EDITORIAL: Why go through the trouble of dissolving Pak-PWD (Pakistan Public Works Department) – on the orders of the prime minister, to check unnecessary bleeding from the exchequer – if a “new body” has to be set up in its place?
Now we’re told that a Pakistan Infrastructure Development and Asset Management Authority will be created, through an Act, to take responsibility for “construction of offices of federal departments and the construction and completion of development projects of PSDP”.
Also, “the asset wing of the authority will compile and monitor records of PWD and federal properties”, according to a special committee that met under the chairmanship of the federal minister for housing and construction after the prime minister decided to axe the PWD.
How do you save money by cutting dead wood if you turn around and throw more money and time into replacing it with something similar, with a different name of course, and making sure that all the confusing divisions, sub-divisions and overlapping continues as before in government departments? This seems like another textbook example of doing the right thing the wrong way; something in which Pakistani administrations, this one in particular, seem to naturally excel at.
The PM made much mention of the nightmare of qualifying for another IMF bailout when he pulled the plug on PWD, implying in no uncertain terms how waste of resources is needed to be controlled.
He should now explain how the PWD idea is a good example of cutting costs. Because, if the idea was to close unnecessary subsidiaries of different ministries to create fiscal space, then the numbers would have to do the talking.

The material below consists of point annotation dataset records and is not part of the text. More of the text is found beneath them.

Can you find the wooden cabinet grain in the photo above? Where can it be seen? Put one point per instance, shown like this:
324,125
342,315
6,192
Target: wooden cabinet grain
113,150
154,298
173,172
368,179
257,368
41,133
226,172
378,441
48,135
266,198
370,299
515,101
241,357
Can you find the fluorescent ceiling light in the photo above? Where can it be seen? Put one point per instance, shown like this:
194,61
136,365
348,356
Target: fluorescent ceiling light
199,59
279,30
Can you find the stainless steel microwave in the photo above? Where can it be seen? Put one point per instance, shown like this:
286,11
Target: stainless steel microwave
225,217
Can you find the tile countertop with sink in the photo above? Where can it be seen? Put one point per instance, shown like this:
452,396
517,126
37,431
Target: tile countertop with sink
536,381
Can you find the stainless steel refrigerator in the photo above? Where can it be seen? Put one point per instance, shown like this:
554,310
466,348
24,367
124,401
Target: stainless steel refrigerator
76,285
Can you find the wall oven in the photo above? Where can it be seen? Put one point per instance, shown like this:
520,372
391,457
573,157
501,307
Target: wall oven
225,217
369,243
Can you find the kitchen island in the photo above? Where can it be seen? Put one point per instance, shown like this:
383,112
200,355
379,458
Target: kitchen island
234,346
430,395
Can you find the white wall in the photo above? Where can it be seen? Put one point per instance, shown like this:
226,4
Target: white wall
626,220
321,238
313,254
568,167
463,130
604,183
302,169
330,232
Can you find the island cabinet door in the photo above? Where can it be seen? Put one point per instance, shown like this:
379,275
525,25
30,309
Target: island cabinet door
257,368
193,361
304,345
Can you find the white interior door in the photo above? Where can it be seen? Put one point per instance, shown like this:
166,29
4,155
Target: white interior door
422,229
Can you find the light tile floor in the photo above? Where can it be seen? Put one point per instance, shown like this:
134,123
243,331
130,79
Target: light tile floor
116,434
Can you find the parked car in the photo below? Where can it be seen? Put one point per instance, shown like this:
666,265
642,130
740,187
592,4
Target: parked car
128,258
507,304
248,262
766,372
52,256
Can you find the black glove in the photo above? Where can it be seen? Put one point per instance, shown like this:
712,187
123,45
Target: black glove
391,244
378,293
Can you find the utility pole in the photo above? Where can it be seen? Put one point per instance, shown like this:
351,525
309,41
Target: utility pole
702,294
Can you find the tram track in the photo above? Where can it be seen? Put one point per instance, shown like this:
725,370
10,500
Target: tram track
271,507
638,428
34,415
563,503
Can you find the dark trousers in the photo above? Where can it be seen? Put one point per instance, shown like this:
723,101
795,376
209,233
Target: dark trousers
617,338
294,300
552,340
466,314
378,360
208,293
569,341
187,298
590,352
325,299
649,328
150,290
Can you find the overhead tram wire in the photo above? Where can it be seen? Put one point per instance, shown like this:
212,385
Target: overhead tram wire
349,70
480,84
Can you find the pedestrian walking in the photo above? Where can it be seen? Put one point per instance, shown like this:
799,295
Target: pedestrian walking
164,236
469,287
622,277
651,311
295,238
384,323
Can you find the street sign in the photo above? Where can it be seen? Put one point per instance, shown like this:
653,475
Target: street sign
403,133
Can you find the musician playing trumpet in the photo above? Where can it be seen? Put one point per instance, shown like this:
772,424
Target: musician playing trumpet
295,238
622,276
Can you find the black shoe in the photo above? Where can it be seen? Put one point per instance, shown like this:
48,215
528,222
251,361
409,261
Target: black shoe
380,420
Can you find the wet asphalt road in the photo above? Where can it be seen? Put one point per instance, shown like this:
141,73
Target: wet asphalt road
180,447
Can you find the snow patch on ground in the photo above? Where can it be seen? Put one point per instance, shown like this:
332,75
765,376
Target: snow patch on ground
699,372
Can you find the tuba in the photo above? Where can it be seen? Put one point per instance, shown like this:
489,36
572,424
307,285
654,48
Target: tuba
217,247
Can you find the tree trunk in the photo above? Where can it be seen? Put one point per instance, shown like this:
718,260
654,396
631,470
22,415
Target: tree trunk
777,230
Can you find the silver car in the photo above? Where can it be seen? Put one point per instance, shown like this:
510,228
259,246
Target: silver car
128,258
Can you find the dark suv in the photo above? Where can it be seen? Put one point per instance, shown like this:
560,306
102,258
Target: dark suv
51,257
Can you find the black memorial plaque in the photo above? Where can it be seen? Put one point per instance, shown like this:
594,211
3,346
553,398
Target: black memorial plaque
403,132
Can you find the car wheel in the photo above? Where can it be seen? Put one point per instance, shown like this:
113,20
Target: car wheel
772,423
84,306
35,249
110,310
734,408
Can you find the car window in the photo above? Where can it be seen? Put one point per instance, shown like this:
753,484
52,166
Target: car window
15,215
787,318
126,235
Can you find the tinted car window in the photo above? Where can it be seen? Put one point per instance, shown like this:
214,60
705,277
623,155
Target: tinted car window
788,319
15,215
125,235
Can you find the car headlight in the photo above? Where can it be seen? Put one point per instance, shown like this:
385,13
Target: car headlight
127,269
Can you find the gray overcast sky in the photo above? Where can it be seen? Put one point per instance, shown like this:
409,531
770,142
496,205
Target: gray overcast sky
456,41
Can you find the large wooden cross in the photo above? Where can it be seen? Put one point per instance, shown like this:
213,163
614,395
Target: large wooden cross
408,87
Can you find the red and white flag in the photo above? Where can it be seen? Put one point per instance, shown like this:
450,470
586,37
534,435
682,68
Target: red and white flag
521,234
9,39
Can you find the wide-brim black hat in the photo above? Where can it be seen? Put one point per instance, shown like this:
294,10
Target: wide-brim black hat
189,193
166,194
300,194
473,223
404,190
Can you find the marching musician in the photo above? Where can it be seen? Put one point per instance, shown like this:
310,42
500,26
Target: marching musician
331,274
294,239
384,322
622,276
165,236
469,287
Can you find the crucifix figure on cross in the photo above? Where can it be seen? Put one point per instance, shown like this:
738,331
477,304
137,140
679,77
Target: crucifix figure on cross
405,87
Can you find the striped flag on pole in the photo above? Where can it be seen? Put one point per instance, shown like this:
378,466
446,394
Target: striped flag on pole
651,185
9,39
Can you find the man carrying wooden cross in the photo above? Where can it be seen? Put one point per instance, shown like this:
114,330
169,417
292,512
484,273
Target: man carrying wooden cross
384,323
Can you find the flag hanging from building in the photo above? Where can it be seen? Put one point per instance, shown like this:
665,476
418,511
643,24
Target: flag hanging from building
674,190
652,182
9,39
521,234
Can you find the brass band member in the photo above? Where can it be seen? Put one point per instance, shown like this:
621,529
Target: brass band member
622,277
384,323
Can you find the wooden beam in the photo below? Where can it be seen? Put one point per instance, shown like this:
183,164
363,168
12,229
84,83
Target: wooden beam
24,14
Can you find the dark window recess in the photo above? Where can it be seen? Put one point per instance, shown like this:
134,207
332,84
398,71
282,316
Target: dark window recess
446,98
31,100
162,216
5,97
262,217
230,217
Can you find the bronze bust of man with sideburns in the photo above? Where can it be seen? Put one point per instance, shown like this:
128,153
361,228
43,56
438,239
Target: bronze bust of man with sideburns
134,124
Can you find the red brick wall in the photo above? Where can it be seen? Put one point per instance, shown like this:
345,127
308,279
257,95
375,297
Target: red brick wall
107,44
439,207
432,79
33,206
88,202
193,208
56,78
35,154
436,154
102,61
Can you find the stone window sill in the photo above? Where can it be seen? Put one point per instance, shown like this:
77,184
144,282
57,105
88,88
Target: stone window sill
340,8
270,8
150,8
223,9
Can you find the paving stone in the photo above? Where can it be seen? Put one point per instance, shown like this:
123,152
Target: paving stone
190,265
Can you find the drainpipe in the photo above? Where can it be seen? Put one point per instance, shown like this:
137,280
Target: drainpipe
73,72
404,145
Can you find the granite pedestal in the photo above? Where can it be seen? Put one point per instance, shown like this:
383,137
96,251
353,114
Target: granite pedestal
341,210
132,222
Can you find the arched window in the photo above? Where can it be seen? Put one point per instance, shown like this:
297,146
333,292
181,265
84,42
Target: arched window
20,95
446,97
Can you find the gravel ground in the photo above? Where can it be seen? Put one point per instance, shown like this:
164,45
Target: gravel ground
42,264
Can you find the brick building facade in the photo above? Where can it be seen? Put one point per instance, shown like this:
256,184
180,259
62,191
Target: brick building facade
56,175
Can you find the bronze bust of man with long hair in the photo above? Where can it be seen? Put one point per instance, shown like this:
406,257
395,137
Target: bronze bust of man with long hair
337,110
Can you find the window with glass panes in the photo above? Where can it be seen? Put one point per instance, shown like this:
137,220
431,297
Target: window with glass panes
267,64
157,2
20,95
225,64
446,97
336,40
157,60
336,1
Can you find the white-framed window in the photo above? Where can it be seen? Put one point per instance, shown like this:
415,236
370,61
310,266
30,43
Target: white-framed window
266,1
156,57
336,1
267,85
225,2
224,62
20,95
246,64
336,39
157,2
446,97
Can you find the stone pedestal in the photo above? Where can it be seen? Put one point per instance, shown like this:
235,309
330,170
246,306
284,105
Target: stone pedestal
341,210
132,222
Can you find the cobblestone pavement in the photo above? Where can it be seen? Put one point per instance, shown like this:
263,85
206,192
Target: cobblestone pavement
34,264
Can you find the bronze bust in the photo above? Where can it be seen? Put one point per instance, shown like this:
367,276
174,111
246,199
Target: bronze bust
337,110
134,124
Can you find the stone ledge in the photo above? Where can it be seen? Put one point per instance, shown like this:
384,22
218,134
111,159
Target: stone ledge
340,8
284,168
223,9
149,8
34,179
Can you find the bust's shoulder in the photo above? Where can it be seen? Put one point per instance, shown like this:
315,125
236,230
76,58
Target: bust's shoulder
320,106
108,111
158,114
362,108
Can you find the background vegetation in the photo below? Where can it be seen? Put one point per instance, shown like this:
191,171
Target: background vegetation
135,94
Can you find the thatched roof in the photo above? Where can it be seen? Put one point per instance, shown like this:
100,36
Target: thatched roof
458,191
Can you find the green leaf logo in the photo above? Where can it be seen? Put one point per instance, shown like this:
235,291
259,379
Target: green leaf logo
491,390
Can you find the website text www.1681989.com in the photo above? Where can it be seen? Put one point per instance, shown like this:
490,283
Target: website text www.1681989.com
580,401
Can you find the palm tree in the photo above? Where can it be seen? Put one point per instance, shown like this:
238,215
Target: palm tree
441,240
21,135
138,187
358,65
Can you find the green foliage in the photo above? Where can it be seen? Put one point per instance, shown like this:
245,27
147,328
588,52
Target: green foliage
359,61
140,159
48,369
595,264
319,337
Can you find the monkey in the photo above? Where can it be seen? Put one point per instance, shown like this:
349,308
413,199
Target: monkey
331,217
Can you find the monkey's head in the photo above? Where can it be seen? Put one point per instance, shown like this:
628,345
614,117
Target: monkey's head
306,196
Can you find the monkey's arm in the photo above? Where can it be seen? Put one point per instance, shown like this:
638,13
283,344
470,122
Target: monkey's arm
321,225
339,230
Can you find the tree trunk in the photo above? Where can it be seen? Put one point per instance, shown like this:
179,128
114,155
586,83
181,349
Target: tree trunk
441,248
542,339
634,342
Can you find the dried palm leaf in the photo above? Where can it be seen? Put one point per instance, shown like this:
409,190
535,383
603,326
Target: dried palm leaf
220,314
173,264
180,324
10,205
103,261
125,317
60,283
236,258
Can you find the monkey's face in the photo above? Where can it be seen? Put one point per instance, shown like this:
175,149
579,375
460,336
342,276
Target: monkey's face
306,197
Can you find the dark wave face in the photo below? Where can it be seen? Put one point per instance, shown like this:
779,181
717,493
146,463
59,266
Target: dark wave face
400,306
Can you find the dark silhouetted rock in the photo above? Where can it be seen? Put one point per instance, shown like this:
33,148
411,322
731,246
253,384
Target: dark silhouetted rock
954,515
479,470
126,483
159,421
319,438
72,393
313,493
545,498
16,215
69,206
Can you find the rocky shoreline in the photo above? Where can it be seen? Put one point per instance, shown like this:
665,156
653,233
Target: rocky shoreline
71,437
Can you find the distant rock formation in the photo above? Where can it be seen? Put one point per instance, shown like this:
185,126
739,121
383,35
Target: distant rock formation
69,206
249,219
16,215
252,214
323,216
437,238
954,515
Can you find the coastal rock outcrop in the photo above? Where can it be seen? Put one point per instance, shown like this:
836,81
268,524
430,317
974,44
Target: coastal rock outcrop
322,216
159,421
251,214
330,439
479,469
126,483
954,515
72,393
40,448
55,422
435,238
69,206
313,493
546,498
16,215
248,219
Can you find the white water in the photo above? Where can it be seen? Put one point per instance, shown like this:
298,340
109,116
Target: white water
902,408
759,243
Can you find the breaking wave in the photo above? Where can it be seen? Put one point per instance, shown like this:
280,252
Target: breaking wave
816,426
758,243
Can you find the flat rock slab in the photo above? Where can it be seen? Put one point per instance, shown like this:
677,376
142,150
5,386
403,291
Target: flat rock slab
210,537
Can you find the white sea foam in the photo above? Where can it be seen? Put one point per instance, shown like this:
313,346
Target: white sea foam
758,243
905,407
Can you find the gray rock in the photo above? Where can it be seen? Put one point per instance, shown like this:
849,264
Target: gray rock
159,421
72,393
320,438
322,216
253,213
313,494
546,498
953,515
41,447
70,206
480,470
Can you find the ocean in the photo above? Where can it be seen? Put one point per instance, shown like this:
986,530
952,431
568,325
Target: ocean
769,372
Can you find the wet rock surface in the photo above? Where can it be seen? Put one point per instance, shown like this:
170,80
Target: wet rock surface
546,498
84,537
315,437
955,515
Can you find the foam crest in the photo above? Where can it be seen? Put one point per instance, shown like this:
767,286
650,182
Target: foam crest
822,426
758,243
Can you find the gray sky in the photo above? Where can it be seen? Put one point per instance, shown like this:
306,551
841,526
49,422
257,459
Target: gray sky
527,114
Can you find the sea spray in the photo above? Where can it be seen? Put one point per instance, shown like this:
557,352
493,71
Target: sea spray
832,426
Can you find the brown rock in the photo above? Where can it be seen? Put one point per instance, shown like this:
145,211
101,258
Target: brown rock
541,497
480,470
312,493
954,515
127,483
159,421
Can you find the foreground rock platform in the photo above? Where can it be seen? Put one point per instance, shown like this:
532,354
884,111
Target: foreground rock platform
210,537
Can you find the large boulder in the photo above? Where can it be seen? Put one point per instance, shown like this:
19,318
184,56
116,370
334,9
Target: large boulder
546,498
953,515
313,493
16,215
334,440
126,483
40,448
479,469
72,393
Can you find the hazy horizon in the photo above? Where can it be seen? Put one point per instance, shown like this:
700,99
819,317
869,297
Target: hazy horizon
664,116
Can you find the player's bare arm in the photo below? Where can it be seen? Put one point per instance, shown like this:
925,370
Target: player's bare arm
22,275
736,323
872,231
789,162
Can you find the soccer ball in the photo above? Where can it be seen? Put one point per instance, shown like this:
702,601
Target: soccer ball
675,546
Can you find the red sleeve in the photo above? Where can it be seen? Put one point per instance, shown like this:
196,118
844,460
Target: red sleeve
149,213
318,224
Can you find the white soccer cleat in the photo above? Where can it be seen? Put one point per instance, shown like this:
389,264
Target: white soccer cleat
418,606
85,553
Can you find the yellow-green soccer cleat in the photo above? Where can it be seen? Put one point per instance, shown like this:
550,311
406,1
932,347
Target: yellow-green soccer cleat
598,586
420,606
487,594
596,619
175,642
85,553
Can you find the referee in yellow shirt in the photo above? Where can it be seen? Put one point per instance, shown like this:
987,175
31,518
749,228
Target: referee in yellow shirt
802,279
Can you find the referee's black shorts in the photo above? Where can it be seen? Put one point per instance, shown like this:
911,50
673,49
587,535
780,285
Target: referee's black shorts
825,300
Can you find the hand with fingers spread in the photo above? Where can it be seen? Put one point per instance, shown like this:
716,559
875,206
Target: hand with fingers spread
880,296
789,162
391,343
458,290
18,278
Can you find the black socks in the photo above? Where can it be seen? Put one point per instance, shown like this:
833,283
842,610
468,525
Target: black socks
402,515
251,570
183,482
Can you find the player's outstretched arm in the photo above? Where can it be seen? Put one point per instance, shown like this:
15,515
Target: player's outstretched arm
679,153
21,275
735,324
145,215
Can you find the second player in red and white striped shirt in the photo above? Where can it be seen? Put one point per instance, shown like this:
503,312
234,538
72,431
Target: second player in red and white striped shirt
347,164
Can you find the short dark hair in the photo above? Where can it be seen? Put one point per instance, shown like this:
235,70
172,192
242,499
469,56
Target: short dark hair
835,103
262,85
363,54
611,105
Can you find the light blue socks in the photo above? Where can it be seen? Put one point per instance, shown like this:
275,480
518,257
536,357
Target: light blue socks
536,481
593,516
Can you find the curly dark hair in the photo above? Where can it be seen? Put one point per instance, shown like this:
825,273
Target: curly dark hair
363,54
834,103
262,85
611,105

And it would be very interesting, and instructive, to see how replacing one outfit that is a drag on resources with another one to take its place can cushion federal reserves. Exactly, how this saves money, and to what extent, needs to be explained a lot better; not least to see whether this example can be applied across the board.
Such restructuring requires meticulous planning and, once again, the numbers have to be right. Since we’re talking about government departments, there’s also the headache of protesting employees and trade unions who’re always worried that such shuffling can upset their sarkari perks and privileges.
And, on cue, PWD employees took to protesting the minute they got wind of the government’s plans to shut down their department, even though all that has been announced so far is that gazette technical officers will be given golden handshakes and the non-technical staff will be transferred to the establishment division surplus pool – where they will most likely sit idle and collect their dues till the new authority starts working.
All this raises some serious questions. Let’s not forget that things are now so bad that the country is one wrong decision away from sovereign default, because if the IMF lifeline is compromised at any point in the EFF (Extended Fund Facility), the tens of billions of dollars of debt repayment will become due before too long. And, above all, the Fund demands the government raise revenue and cut losses – the common sense approach that has eluded us so far.
The government has already disappointed everybody on the revenue front, by refusing to levy additional tax on the official elite and piling the entire burden on non-official entities, middle- and lower-income groups, with the jury still out on whether such unrealistic plans can ever really work. Now it looks sorely wrong-footed on cost-cutting as well. Suffice it to say, this is not the ideal start to the most crucial, make-or-break fiscal year in this country’s troubled history.
How ironic, however, it is that the government is still shielding and showering its officials with pay increases, making a bad situation worse. Needless to say, the costs of fiscal profligacy are indeed huge. Unfortunately, however, the government appears to be still asleep at the wheel.